Erfahrungsbericht zum Studiengang Philosophy, Politics and Economics (PPE) an der Vrije Universiteit Amsterdam

Simba Martens

Simba studiert Philosophy, Politics & Economics (PPE) im 1. Semester. In einem kurzen Interview berichtet er von seinen Erfahrungen.

Hello! Please tell us your name and what you are studying.

Hi my name is Simba and I'm studying PPE (Philosophy, Politics & Economics)

Why did you decide to study this program at Vrije Universiteit Amsterdam?

I have always felt like I wanted to take part in solving the problems of the world and I felt that politics and economics were the most relevant realm for that. At first philosophy was just an extra for me. However learning philosophy really made me think about why I hold certain beliefs and how I can justify those.

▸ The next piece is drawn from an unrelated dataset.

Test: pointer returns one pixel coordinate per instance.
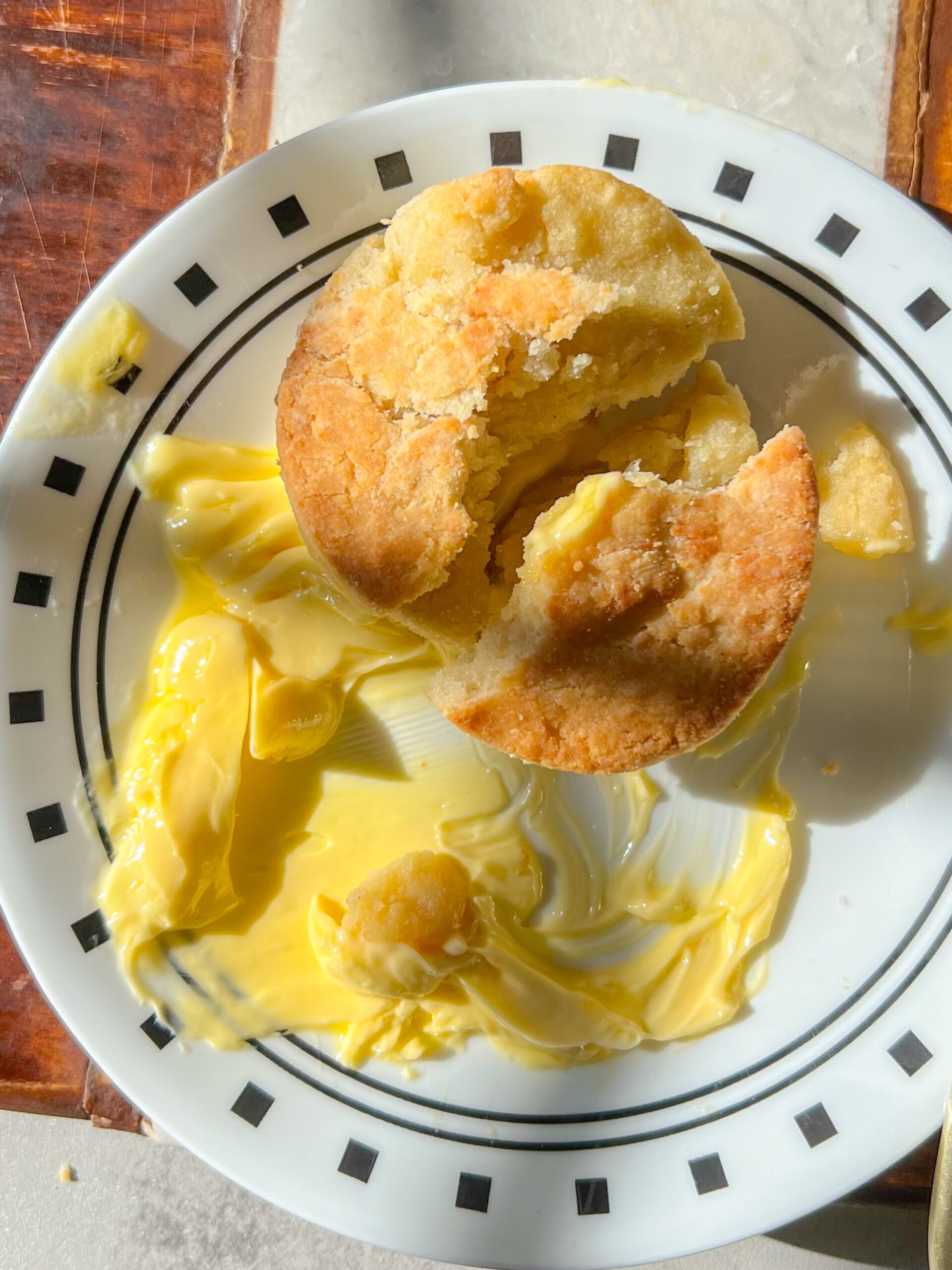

What exactly do you learn there?

Here you learn the core of Philosophy, Politics and Economics as you would in any other programme. This is called multidisciplinarity. However, almost from the word go you start to combine knowledge from the different subjects and you answer real-world practical questions that combine aspects from all three subjects. This is interdisciplinarity. You deal with anything from the impact of economic globalization on democracy to climate change or justifying the existence of the state. You will cover all the main topics like ethics, political philosophy, microeconomics, macroeconomics, democracy and political institutions.

What does your learning environment look like?

We have our own PPE floor exclusively for us which is nice. They try to keep the class sizes as small as possible. Lectures are usually big (90 students for the 1st years) but seminar classes never really go above 20 which allows you to have engaging and thought provoking discussions without it getting too crowded.

What are the teachers like?

Most of the teachers are good and dedicated. They are also quite down to earth and approachable and its often possible to still ask them questions after class. Lecturers are not at all anonymous like in bigger courses. The Phd candidates who do the seminar groups are also committed and really try to get you to think.

Are there practical parts in this study?

When it comes to practical things this study offers a lot. In the third year you get to go abroad for six months with all sorts of locations available (Mumbai, Beijing, Australia, USA, Britain you name it). You can also do an internship. Last year a week long trip to India with special lectures and discussions at the Indira Ghandi Institute as well as exploring the city of Mumbai was organized. The study association KallioPPE is also making plans for trips to European cities. There are also many extra-curricular events where anyone from philosophers to people working in the Foreign Ministry come and share their knowledge with us.

How did you learn the language?

English is my first language so this wasn't a problem. If it isn't you should definitely learn how to write in academic English because you will need it.

How do you like the city?

The city is amazing. It's the freest there is. It basically combines all the amenities of a big world city but in the space of a medium town. Everything is accessible by bike or public transport and you can go anywhere from coffee shops to opera houses. There are also a number of "treasures" that I leave for you to discover yourself. You will enjoy it.

How did you find an apartment here?

This is probably the toughest part about this city. Everyone wants to be here. I was lucky enough to get accommodation at the Spinoza student campus via the university. The other campus is called Uilenstede and is much closer to the university. If you get such an offer please take it because finding something on your own especially as a foreigner is tough.

What do you think are the advantages/disadvantages of studying in (country)?

The advantage of the Netherlands is that it probably is the freest country in the world. Also it's a small country so everything is accessible and most people understand English and a good number speak German too. The toughest thi9ng truly will be finding accommodation, but other than that there aren't too many frustrations.

What are your plans for the future, and would you do it all over again the same way?

Looking back now, I have NO regrets. I am still deciding on a career path, but I will definitely do an internship as well as continue with a Master's programme after my Bachelor. I will say that something within the EU or UN does seem sttractive to me.